There's something about the American right that requires a very specific degree of identification for them to be empathetic and it goes beyond race, although race is certainly a factor. They see these people in that jail in Haiti and see themselves --- nice "normal" Americans --- and they feel their pain at being wrongly accused. They suddenly demand that human rights be universal and stand firmly behind the constitutional tenet that one is innocent until proven guilty. They are aghast that these people could be ill treated in prison or not given all the safeguards we were all promised in their 8th grade history book.
But they are incapable of extending that same identification to "others," people who aren't "like" them, that they couldn't be related to or who don't speak the same language. Those people aren't Real people. And for many of them, that's not just something they apply to non-Americans, but to their fellows as well. They assume that suspects are guilty until proven innocent all the time in America.
The Real American tribe is (mostly) white, socially traditional and politically conservative. People who fit that criteria are, quite literally, the only people they care about. (At the more extreme edge, they are the only people they think are really people.) They simply can't empathize with those who don't fit that mold.
For most of us, this all comes down to what I call the Count of Monte Cristo effect. I read that book as a kid and the horror of a system which would allow an innocent person to be locked up forever so seared itself into my psyche that I automatically understood from that point on what injustice was. I didn't need to be a Frenchman in the Napoleonic era to relate. I'd been inside Edmond Dantès head, I'd been Edmond Dantès, and I'd felt, as a human being, what it was to be falsely accused and imprisoned.

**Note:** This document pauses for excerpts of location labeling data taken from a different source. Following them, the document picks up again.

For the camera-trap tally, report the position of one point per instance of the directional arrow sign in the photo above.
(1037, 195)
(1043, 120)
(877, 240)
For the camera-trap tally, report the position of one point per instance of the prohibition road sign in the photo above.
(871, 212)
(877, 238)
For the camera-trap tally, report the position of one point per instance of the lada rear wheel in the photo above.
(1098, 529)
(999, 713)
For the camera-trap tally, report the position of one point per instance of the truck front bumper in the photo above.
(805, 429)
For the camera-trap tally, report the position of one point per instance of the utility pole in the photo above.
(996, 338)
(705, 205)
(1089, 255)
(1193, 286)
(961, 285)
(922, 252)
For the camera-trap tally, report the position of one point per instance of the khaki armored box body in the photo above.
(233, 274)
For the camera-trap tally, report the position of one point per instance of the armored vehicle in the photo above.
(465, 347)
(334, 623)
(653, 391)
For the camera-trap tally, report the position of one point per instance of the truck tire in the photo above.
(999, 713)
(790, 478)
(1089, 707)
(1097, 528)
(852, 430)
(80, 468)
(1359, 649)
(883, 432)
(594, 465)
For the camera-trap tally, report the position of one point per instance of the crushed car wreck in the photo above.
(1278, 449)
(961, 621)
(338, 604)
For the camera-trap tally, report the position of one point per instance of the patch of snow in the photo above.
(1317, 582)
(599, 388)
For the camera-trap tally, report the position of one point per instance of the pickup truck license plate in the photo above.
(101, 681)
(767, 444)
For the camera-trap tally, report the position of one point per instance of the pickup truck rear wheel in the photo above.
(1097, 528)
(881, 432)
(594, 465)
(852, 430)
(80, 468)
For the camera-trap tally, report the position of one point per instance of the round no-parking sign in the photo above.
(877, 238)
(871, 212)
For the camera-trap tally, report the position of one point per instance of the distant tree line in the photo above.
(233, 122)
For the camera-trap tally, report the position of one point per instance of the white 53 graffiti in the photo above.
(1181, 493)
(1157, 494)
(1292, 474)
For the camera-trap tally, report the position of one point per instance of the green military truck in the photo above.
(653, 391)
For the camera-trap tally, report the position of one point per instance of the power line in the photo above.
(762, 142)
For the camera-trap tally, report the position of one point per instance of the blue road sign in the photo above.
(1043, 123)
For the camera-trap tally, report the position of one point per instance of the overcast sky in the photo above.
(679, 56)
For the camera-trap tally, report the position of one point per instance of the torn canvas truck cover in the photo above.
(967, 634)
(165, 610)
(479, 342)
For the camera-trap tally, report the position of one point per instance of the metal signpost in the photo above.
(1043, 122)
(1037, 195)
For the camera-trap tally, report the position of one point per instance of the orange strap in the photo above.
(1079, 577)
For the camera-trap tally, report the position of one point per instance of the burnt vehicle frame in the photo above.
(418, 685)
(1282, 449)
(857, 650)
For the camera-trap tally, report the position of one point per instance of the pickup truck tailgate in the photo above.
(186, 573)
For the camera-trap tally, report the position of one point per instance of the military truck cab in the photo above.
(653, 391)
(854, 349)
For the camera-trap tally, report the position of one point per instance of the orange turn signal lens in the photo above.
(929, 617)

I assume that most people have some sort of similar empathetic epiphany as children --- maybe it's just recognizing the hurt you've felt in the eyes of another. But it's fundamental to human development. Why, for some people, it stops at their own family or group, I don't know. But it's clear that among a great many people it does. I hear it every day among some of our most powerful leaders who blithely assert that terrorist suspects don't deserve the same rights as Americans. And yet, they know, that a large number of those terrorist suspects turned out to be innocent. They simply can't extend the horror they would feel if they found themselves in similar circumstances, to these other people. They simply can't accord them basic common humanity.
Even as a matter of self-preservation, I guess they just rely on the belief that their fellow tribesmen will recognize them and come to their rescue if they should ever find themselves in such circumstances. (Or they are so lacking in imagination that the idea that it could happen to them is unfathomable.) But as these folks down in Haiti are finding, their tribe isn't all powerful and they can't always fix things for them. It turns out that having a rule of law commonly respected the world over really comes in handy at a time like this. And every time the US government chisels away at our system of justice in the name of "protecting ourselves", or some yahoo prattles on about how someone doesn't deserve the same rights as somebody else, that fundamental protection gets weaker and weaker.